Member of Parliament, Lok Sabha
- In office 1952–1957
- Succeeded by: R Ramanathan Chettiar
- Constituency: Pudukkottai

Personal details
- Born: 12 June 1901
- Died: 30 July 1968 (aged 67)
- Party: Indian National Congress Praja Socialist Party
- Alma mater: H. H. The Rajah's College, Pudukkottai St. Joseph's College, Tiruchirappalli Government Law College, Thiruvananthapuram

= K. Muthuswamy Vallatharasu =

Indian lawyer, politician, and participant in the Indian independence movement

K. Muthuswamy Vallatharasu (12 June 1901 – 30 July 1968) was an Indian lawyer, politician, and participant in the Indian independence movement. He was associated with social reform initiatives and served as a member of parliament from Tamil Nadu.

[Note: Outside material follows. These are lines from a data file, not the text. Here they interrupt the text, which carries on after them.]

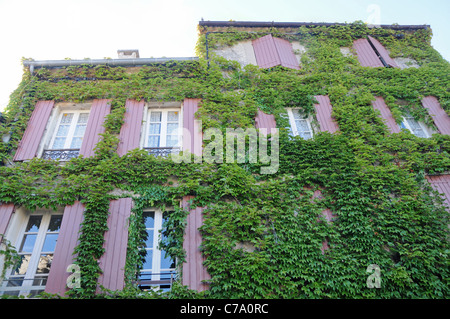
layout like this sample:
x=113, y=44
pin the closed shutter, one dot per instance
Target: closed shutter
x=365, y=53
x=383, y=52
x=323, y=114
x=29, y=144
x=99, y=110
x=265, y=52
x=65, y=246
x=193, y=270
x=386, y=114
x=192, y=142
x=441, y=183
x=265, y=121
x=286, y=54
x=6, y=211
x=113, y=260
x=130, y=132
x=440, y=117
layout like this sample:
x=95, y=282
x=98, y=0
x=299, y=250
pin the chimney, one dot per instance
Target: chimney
x=128, y=54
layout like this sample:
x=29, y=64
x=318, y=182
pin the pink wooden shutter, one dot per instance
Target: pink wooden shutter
x=441, y=183
x=65, y=245
x=113, y=260
x=6, y=211
x=99, y=109
x=440, y=117
x=286, y=54
x=194, y=144
x=323, y=114
x=193, y=270
x=383, y=52
x=386, y=114
x=266, y=52
x=130, y=132
x=366, y=55
x=35, y=130
x=265, y=121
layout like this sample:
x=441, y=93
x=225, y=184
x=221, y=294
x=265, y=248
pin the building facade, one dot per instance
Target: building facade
x=112, y=182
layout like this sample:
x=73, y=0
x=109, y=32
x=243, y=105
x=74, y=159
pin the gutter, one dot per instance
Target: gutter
x=112, y=62
x=260, y=24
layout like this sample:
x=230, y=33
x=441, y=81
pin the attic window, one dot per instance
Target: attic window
x=372, y=53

== Early life and education ==
Muthuswamy Vallatharasu was born on 12 June 1901 in Koppampatti in the Pudukkottai region of present-day Tamil Nadu (then part of the Madras Presidency). He pursued education at H. H. The Rajah's College in Pudukkottai, St. Joseph's College in Tiruchirappalli, and the Government Law College in Thiruvananthapuram, eventually qualifying as a lawyer. Muthuswamy Vallatharasu married Shrimati Thilakavathi Ammal on 11 September 1947. The couple had two sons and two daughters.

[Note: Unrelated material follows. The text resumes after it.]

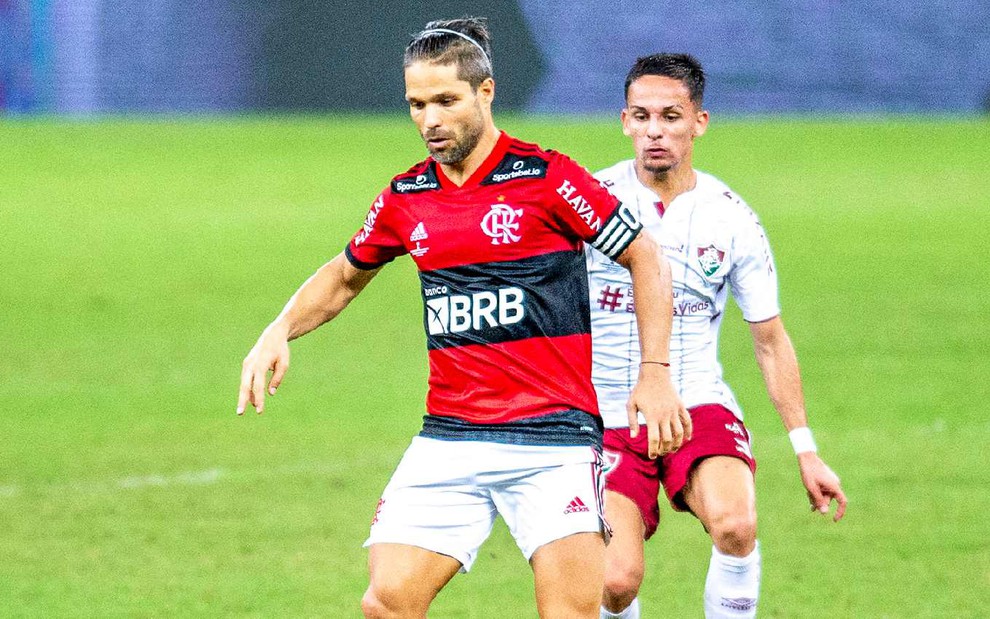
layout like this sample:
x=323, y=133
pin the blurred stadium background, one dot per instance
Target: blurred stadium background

== Social and political activism ==
Vallatharasu supported several social reform initiatives, including widow remarriage, inter-caste marriage, and the promotion of marriage ceremonies without Vedic rituals. He was a co-founder of the "Erode Samadharma Project" in 1933, alongside figures like Singaravelar, Periyar, and Jeeva, which aimed to promote social equality. Vallatharasu joined the Indian National Congress in the mid-1930s and rose to prominence as a leader in his region. In 1936, he was elected as a member of the local municipality, where he served for four years. During the Quit India Movement in 1942, Vallatharasu participated in an effort to demolish the Ramanathapuram-Thirumayam Jail, leading to the release of Chinna Annamalai, a fellow activist. For this action, he was imprisoned for two and a half years, serving time in Thanjavur and Vellore jails.

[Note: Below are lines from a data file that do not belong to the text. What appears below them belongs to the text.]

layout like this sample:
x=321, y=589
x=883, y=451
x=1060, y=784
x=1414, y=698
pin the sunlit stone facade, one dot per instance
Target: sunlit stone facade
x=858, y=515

Following India's independence, Vallatharasu supported the integration of the princely state of Pudukkottai into the Indian Union. In 1952 Indian general election, he contested and won from Pudukkottai constituency as a candidate for the Kisan Mazdoor Praja Party (later merged into Praja Socialist Party) after being denied a ticket by the Indian National Congress. In 1957 Indian general election, he contested from 2 constituencies - Pudukkottai and Thanjavur and came second in both of them. He contested 1962 Indian general election from Thanjavur and lost.

== Death ==
Muthuswamy Vallatharasu died on 30 July 1968.